The suspension of Duck Dynasty patriarch Phil Robertson for insulting gays in a magazine interview has ruffled the feathers of the show's fans.
Fourteen hours after it emerged that Robertson had been placed on indefinite "hiatus" for telling GQ magazine, among other things, that gays were heading to hell, more than a half a million people backed an impromptu Facebook page demanding the A&E reality TV series be boycotted until he returns.
Former Alaska governor Sarah Palin, who had her picture taken with Robertson, 67, last month, complained that his free speech rights were being trampled and Bobby Jindal, governor of Louisiana, where the show is filmed, complained that Miley Cyrus got a pass for twerking on TV while Robertson was shown the door.
T-shirts have gone on the market with the words: "I Don't Give a Duck About A or E, Bring Back Phil."
"It's a show that is promoting clean living and good moral values, and that's something we need more of today," Canadian fan Rick Peter, of Vernon, British Columbia, said.
It is also a show to which Robertson, who sports a beard that seemingly should qualify him for immediate membership in the rock group ZZ Top, is central.

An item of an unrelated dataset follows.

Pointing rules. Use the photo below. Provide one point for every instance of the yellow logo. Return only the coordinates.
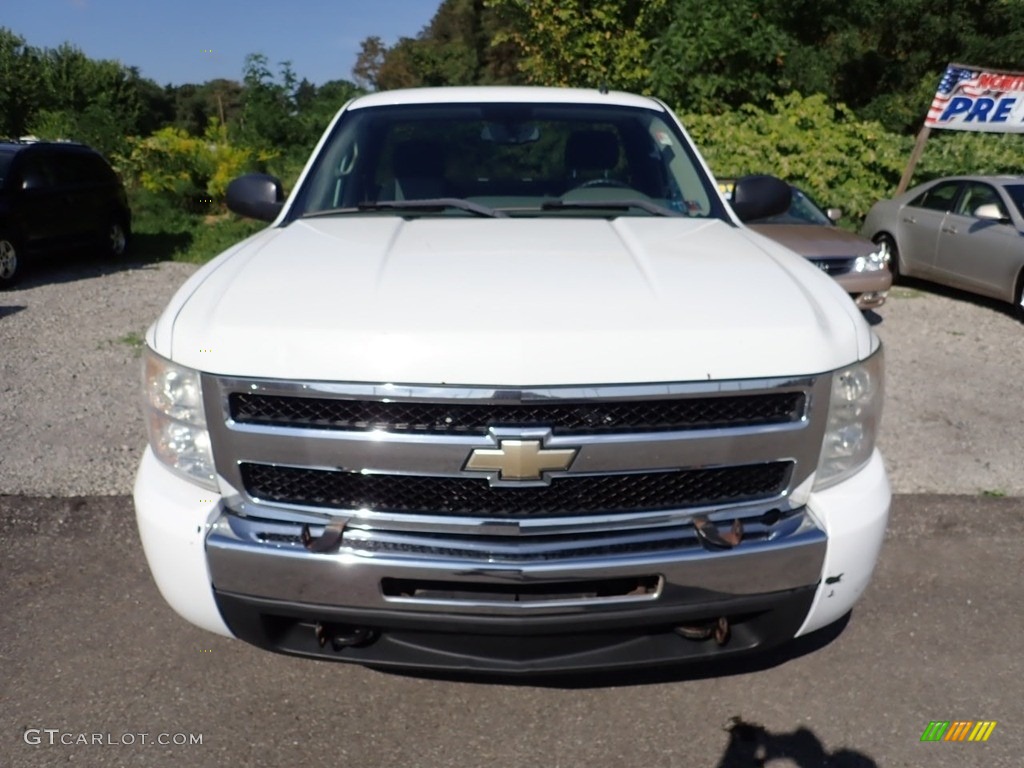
(958, 730)
(520, 460)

When or if he will return - or if he willl ever really go away - is an open question.
Duck Dynasty is on hiatus until January 15 and a network spokesman said nine of next season's 10 episodes were already filmed. That means Robertson is probably not needed in front of the camera before next March, by which time this crisis may have blown over.
And blow over it will, eventually, says veteran Hollywood crisis publicist Howard Bragman, who is gay. He said Robertson would probably return to the show, perhaps after making a heartfelt apology.
"There's too much money at stake," said Mr Bragman, vice president of reputation.com.
"Although he plays kind of a hick on TV, I don't think he's dumb. I think he gets what's at stake here. And I hope people on his team, the network and his producers get the message that what he did was wrong. "
The Robertson family released a statement on the Duck Commander website today in which they expressed thanks for prayers and support. It said although some of Robertson's comments were coarse, "his beliefs are grounded" in the Bible and he "is a Godly man".
"We are disappointed that Phil has been placed on hiatus for expressing his faith," the statement said.
"We have had a successful working relationship with A&E but as a family, we cannot imagine the show going forward without our patriarch at the helm. We are in discussions with A&E to see what that means for the future of Duck Dynasty."
Robertson and his extended family became wealthy manufacturing duck calls and were turned into TV and pop culture stars by Duck Dynasty, which has set cable ratings records for a non-fiction series.
Duck Dynasty is often the highest-rated cable show on television and an episode last August that drew nearly 12 million viewers was the highest-rated of any show, cable or broadcast, that week.
Asked his definition of sinful behaviour by GQ, Robertson replied: "Start with homosexual behaviour and just go from there.
"Don't be deceived. Neither the adulterers, the idolaters, the male prostitutes, the homosexual offenders, the greedy, the drunkards, the slanderers, the swindlers - they won't inherit the kingdom of God. Don't deceive yourself. It's not right."
Another crisis publicist, Michael Levine, said A&E had no choice but to suspend Robertson. If not, it would have had to deal with complaints from gay rights groups that would have made advertisers skittish and damaged the Duck Dynasty brand, he said.
It is not the first time someone has been taken off a popular show for remarks or behaviour away from the cameras.
Isiah Washington was fired from Grey's Anatomy in 2007 for referring to one of his show's gay actors with a pejorative. More recently, Charlie Sheen's erratic behaviour got him thrown out of Two And A Half Men, even though the show was a hit and he was the star.